Friday 3 March 2023
5.30pm – 7.30PM
Exhibition to be opened by Joe Bugden, CEO SAC and Dr Niklavs Rubenis, UTAS
Sitting on chairs in liminal spaces and looking through doorways to another place or time
I acknowledge the Tasmanian Aboriginals, the first owners of lutruwita/Tasmania who never ceded sovereignty yet looked after this island so well. I pay respect to their elders – past, present and emerging.
The word “Restless” sums up contradictory feelings of desiring escape, hesitation, and nomadic life, not always voluntary. In a matter of weeks, I move to the big island, so this is a post lockdown moment of physical, personal and artistic expression of a preference for constancy of change in one’s life over routine predictability.
Last year I began painting chairs focusing initially on the flimsiest of chairs, a foldable camping chair and expanded this to include a campervan.

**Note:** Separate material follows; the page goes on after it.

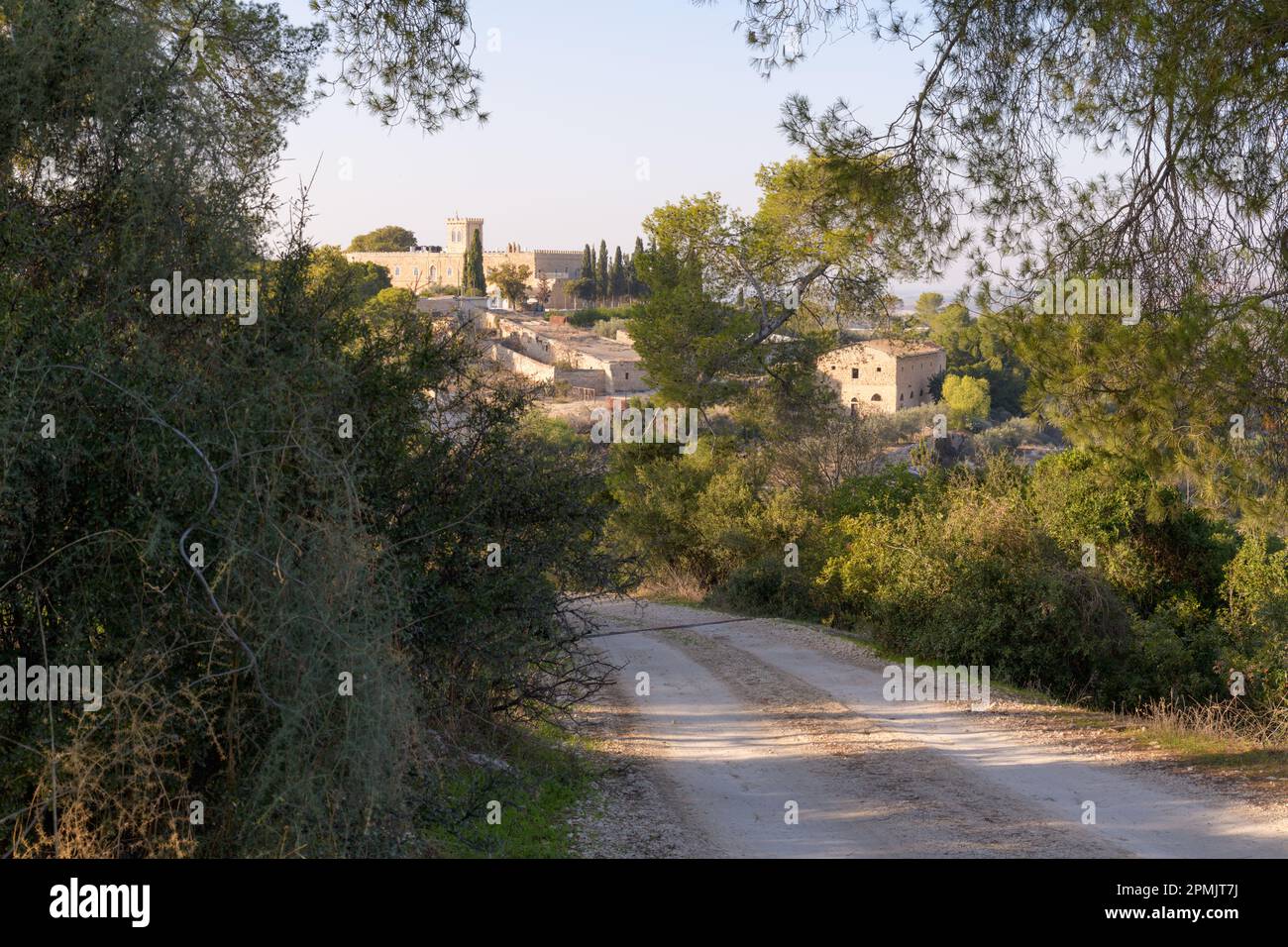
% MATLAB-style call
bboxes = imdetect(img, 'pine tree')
[461,231,486,296]
[595,240,613,300]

I became influenced by visiting family in the Czech Republic last year for the first time to look at dissident and refugee chairs. Through research into Cold War mid-century design of furniture and interiors, I became intrigued by the way that decoration and design applied to what we sit on has bearings on history and politics. Thrones and seating for the rich was highly ornamental and associated with culture and art. Simpler, more streamlined and mass-produced furniture became part of the East/West political competition between capitalism and communism. Hand-made avant-garde furniture appears symbolic of dissidence and rebellion. My painting of the banana lounges used by Ukrainian refugees in February 2022 suggests the connection between dissidents, refugees and the fine line that now exists between homelessness and recreational camping.
Doorways and chairs represent alternative pathways and choice. The historic doorways of the Salamanca Arts Centre have been an inspiration for me during my residency.
I invite you to examine the surface membranes of these paintings of old buildings which began as factories or palaces. Layers conceal and reveal the past as another world, long gone, yet still alive in different forms, and often repeating itself with the constant looping of refugees, gentrification of old buildings and the ironic relationship between travel, invasion and escape.